The motto was obvious – women had took the reins that night! Trail of Tears from Norway came along rather inactive and German Black Metal act Secrets of the Moon (without a female singer for a change) also dampened the mood. Thanks to Gothic Metal band Elis and the really communicative vocalist Sandra Schleret, who reanimated the lame mood with her vital and zappy aura. The music was heavy, danceable and rocked the house, even though the band was stuck in traffic jam for nine hours. This didn’t harm the show at any point, instead Sandra Schleret moves were a sight for sore eyes. Elis former singer Sabine Düner tragically died shortly after finishing the album “Griefshire”, but the band didn’t miss to preserve her memory, which somehow was still present during the entire show.

The Kohlrabizirkus got filled when Tristania from Norway entered the stage. They also had to show off a new member after Vibeke Stene left the mic last year. At the end of 2007 Mariangela “Mary” Demurtas from Sardinia made the band complete again and turned things from Scandinavian subcoolness to oriental and hot mysteriousness. Male singer Østen Bergøy came on stage at last and visibly enjoyed being in the center of attention, before he enchanted the audience alongside with the slighty cocky-acting Mary Demurtas to songs like “World Of Glass” or “Tender Trip On Earth” from the 2001 release “World Of Glass” and other classics. Unfortunately a Vibeke Stene is more than hard to replace.


The most awaited woman of the night was undoubtly Tarja Turunen. The former Nightwish star recently released her first full-lenght album “My Winter Storm” as a solo artist to interface old success. The hall was filled to its corners, but if the people just had come to stop and star or really were fanatic about Tarja’s Symphonic Rock is out of my judgemental scope. Of course the classically trained Finn is one of the best female vocalists of our time, but the media-efficient disput with Nightwish has left its traces on the image of this all so perfect smug superwoman. After a far too long sound and lightcheck the starlet entered the stage with “Lost Northern Star”, accompanied by a female keyboard player, drummer, bassist, guitarist and cellist. Dressed in black leather skirt, black corset, black heels and of course -how could it be any different- black leather gloves. After sound problems at the beginning the show was dominated by songs from the debut “My Winter Storm”, but she also performed the Nightwish classics “Passion and the Opera” and “The Phantom of the Opera”. Mightily friendly and overwhelmed Tarja waved her hand like a true Highness and didn’t act less lofty and reserved. The crowd hailed frenetically and waited for the hitsingle “I Walk Alone” before Tarja and her band left the stage and her fans went home with happy and pleased faces. An interesting, emotionally charged performance with songs below her voice’s class and a Tarja Turunen, whose strenght I personally don’t buy anymore.


Back in the AGRA hall Paradise Lost welcomed the packed audience to their midnight special.
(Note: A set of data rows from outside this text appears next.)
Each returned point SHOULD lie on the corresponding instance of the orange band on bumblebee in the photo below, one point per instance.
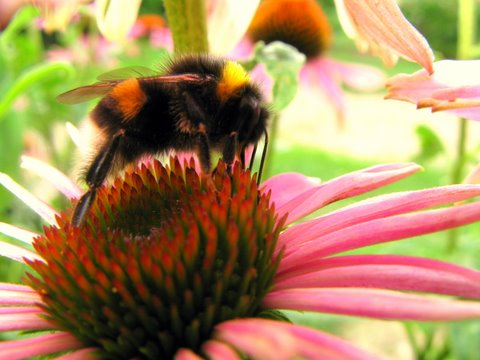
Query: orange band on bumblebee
(130, 97)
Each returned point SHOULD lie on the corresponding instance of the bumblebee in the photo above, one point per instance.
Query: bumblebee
(198, 103)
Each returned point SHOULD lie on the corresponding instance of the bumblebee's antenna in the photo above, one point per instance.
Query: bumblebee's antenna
(252, 157)
(262, 160)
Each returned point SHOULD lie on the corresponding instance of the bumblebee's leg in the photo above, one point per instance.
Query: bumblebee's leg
(197, 116)
(264, 155)
(230, 149)
(96, 175)
(203, 150)
(252, 158)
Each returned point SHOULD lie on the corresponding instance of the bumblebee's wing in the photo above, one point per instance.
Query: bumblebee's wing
(85, 93)
(89, 92)
(127, 73)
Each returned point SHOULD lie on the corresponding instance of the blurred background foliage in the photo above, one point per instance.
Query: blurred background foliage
(35, 67)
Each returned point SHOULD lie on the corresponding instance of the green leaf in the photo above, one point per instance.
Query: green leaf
(283, 63)
(36, 74)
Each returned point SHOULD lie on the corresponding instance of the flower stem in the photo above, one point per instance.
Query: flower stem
(466, 30)
(187, 21)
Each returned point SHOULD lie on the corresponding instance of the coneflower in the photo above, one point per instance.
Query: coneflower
(171, 265)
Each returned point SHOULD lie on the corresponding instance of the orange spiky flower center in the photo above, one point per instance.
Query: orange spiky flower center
(163, 257)
(300, 23)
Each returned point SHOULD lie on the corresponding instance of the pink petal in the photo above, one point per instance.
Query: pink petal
(16, 287)
(463, 92)
(37, 205)
(412, 88)
(55, 177)
(268, 339)
(18, 233)
(357, 76)
(17, 253)
(379, 231)
(186, 354)
(23, 321)
(381, 27)
(286, 186)
(349, 185)
(454, 87)
(19, 298)
(385, 272)
(83, 354)
(38, 345)
(216, 350)
(382, 304)
(374, 208)
(227, 22)
(19, 310)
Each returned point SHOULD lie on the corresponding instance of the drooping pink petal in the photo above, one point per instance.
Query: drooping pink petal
(349, 185)
(382, 304)
(38, 345)
(54, 176)
(217, 350)
(379, 231)
(25, 321)
(357, 76)
(19, 298)
(379, 26)
(374, 208)
(268, 339)
(83, 354)
(17, 253)
(15, 232)
(385, 272)
(37, 205)
(453, 87)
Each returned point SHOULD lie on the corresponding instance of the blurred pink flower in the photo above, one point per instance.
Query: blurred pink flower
(453, 87)
(381, 28)
(312, 275)
(153, 27)
(302, 24)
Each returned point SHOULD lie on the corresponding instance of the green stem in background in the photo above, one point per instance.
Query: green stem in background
(466, 30)
(187, 21)
(34, 76)
(457, 175)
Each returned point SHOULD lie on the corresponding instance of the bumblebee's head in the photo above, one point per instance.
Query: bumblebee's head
(233, 79)
(242, 106)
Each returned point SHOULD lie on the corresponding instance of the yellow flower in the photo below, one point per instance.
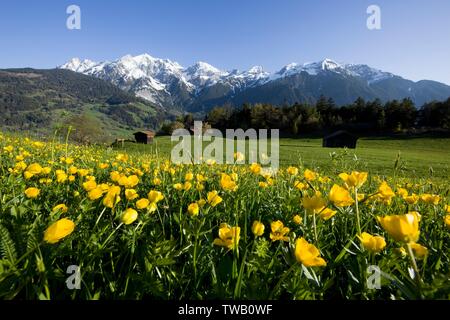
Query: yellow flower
(297, 219)
(34, 169)
(419, 251)
(112, 197)
(300, 185)
(447, 220)
(155, 196)
(403, 228)
(201, 203)
(89, 185)
(262, 184)
(213, 198)
(131, 194)
(178, 186)
(385, 193)
(258, 228)
(255, 168)
(227, 183)
(412, 199)
(307, 254)
(60, 207)
(430, 198)
(327, 213)
(187, 186)
(293, 171)
(32, 192)
(372, 243)
(142, 203)
(193, 209)
(129, 216)
(313, 204)
(310, 175)
(340, 196)
(59, 230)
(228, 236)
(402, 192)
(189, 176)
(279, 231)
(238, 156)
(355, 179)
(95, 193)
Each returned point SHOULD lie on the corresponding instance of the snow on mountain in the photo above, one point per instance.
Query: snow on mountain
(371, 75)
(165, 81)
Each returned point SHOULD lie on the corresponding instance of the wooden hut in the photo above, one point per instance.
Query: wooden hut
(340, 139)
(145, 136)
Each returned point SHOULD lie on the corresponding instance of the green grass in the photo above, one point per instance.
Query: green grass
(418, 157)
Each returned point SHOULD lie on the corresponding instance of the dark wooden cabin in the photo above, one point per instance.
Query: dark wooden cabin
(340, 139)
(145, 136)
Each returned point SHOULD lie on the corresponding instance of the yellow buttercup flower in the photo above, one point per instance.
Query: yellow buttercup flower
(193, 209)
(227, 183)
(32, 192)
(258, 228)
(307, 254)
(59, 230)
(129, 216)
(89, 185)
(385, 193)
(412, 199)
(213, 198)
(142, 203)
(293, 171)
(313, 204)
(60, 207)
(112, 197)
(340, 196)
(131, 194)
(372, 243)
(402, 228)
(310, 175)
(300, 185)
(255, 168)
(355, 179)
(95, 194)
(155, 196)
(430, 198)
(279, 231)
(297, 219)
(447, 220)
(327, 213)
(228, 236)
(419, 251)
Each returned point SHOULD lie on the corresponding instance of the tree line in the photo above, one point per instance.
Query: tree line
(369, 117)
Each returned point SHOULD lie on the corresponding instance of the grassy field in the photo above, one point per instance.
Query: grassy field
(417, 157)
(136, 226)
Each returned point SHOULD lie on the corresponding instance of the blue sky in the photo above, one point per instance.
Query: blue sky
(414, 41)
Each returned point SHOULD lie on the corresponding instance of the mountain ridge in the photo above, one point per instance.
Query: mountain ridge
(199, 87)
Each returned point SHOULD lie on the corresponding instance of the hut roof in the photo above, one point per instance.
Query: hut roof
(146, 132)
(340, 133)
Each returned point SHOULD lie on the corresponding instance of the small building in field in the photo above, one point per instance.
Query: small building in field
(340, 139)
(145, 136)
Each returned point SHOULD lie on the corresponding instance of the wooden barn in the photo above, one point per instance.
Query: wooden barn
(145, 136)
(340, 139)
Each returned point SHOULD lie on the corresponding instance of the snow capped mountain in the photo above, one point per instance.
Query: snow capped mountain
(201, 86)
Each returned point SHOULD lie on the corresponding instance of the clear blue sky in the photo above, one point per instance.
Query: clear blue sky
(414, 41)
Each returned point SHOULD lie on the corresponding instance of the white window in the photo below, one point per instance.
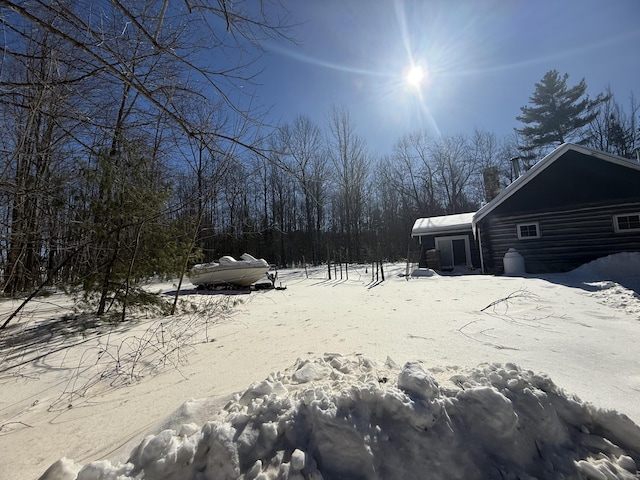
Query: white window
(627, 223)
(528, 230)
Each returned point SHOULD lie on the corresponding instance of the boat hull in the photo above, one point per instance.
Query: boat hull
(229, 271)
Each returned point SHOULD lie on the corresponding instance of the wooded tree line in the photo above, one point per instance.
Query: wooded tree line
(127, 153)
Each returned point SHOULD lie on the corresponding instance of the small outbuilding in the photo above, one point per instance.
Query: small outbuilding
(447, 242)
(573, 206)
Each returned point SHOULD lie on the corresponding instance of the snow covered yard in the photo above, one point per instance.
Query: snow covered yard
(343, 378)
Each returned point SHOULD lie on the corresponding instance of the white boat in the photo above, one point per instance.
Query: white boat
(229, 271)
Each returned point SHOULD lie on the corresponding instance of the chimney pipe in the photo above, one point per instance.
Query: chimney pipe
(515, 163)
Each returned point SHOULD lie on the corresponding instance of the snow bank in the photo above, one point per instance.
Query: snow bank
(616, 279)
(348, 417)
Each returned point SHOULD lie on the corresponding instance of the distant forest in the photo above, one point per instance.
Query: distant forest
(125, 157)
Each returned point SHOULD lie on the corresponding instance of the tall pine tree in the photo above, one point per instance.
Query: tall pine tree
(556, 113)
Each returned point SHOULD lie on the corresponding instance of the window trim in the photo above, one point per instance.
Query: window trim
(616, 222)
(527, 224)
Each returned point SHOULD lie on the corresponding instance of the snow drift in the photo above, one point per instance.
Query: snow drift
(349, 417)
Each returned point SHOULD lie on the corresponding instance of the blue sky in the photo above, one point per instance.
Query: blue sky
(483, 58)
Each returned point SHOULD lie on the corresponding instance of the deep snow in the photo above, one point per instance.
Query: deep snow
(337, 417)
(442, 377)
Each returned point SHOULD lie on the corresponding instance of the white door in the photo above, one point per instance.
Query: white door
(454, 251)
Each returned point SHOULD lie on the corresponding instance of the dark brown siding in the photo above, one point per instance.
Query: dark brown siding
(568, 238)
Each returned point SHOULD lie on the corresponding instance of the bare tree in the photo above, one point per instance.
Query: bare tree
(614, 130)
(454, 168)
(351, 163)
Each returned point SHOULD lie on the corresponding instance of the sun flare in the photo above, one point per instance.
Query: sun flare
(415, 76)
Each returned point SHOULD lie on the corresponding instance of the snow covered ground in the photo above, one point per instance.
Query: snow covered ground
(455, 376)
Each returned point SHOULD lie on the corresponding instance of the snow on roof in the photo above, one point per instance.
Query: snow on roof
(442, 224)
(540, 166)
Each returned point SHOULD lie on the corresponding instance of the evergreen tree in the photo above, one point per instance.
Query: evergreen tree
(556, 113)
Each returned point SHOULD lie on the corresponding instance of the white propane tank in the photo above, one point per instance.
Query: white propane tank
(513, 263)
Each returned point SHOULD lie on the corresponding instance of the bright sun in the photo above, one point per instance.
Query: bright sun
(415, 75)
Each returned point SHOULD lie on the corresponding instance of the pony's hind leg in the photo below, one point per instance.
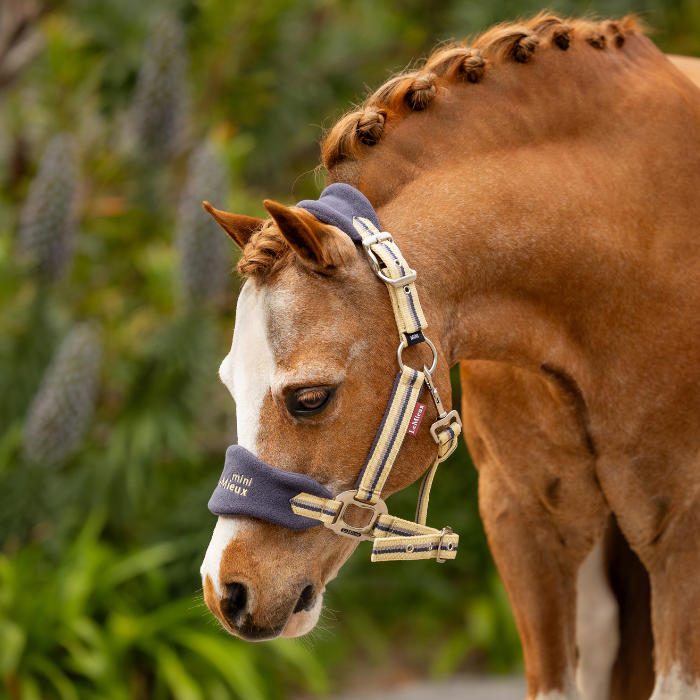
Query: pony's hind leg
(542, 508)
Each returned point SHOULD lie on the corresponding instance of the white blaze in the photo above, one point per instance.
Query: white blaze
(226, 529)
(246, 372)
(247, 369)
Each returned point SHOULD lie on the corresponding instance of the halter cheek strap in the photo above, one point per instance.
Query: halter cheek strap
(251, 487)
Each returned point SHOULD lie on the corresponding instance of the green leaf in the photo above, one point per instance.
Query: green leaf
(141, 562)
(12, 643)
(181, 684)
(292, 651)
(65, 688)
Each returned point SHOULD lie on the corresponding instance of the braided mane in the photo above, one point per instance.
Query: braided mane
(357, 131)
(414, 89)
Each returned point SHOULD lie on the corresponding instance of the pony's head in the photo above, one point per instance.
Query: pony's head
(311, 369)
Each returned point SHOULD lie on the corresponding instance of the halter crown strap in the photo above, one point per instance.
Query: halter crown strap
(393, 538)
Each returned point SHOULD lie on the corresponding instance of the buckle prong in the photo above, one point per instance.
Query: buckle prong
(383, 237)
(341, 527)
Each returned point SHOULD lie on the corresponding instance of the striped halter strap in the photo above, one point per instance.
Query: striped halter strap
(393, 538)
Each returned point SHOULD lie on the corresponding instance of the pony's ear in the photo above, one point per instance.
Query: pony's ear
(238, 226)
(317, 245)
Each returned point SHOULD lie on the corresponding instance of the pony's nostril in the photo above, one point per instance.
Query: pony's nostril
(306, 599)
(235, 600)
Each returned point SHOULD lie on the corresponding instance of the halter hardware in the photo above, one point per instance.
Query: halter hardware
(444, 418)
(385, 237)
(394, 538)
(341, 527)
(253, 488)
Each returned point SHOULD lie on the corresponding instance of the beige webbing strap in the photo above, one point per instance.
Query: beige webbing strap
(404, 297)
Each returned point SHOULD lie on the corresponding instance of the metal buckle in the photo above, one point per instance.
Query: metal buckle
(438, 558)
(442, 422)
(382, 237)
(340, 527)
(444, 418)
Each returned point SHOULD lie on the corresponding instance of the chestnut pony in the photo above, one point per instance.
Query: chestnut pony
(544, 182)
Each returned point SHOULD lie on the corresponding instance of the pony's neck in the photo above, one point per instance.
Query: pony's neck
(535, 211)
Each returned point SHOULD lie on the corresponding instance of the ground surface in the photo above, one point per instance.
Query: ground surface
(460, 688)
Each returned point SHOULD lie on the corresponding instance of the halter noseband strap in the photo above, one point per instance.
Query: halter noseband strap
(270, 490)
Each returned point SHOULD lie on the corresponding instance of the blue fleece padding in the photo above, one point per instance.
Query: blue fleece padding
(337, 205)
(249, 486)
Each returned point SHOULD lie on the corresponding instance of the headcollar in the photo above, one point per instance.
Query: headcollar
(249, 486)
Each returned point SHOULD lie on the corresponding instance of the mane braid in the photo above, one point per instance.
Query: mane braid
(414, 90)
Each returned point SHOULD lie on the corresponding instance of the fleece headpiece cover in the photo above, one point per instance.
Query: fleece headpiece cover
(337, 206)
(249, 486)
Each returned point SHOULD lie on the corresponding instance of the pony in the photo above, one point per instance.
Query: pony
(542, 180)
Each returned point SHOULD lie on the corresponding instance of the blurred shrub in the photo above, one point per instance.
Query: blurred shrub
(87, 627)
(203, 260)
(47, 219)
(161, 91)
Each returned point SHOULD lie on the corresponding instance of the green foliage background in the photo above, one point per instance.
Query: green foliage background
(99, 587)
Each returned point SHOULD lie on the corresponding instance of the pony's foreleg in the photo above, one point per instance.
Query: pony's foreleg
(542, 591)
(597, 627)
(543, 511)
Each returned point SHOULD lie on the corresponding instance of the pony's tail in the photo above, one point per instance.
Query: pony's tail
(633, 673)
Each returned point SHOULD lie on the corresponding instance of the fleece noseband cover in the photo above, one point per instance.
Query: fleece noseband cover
(249, 486)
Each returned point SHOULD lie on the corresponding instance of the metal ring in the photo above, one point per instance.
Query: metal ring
(432, 347)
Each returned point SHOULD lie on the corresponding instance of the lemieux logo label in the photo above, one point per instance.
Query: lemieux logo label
(231, 483)
(416, 418)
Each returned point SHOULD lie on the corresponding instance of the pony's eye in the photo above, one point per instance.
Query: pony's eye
(309, 400)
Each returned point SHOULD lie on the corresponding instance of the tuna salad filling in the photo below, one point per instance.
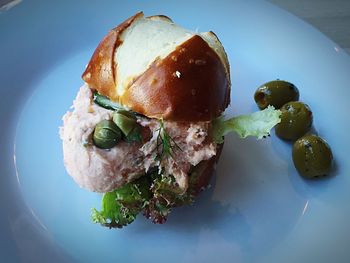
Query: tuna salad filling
(169, 148)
Reportedly namegiver John Milton sold the rights of his poem for only 10 pounds, Paradise Lost are now releasing their already fourth DVD “The Anatomy Of Melancholy” after twenty years of band history. It seemed that many had just come to take a look at this famous Dark Rock band, who used to play Death Metal back in the days and had a huge impact on the scene alongside with Anathema and My Dying Bride. Paradise Lost made a tired impression though, only exception was guitarist Aaron Aedy, who really kicked the shit out of his strings. Frontman Nick Holmes hardly left the back area of the stage and his singing sounded quite strange as well. The performance was ok, but nothing spectacular for being the midnight special.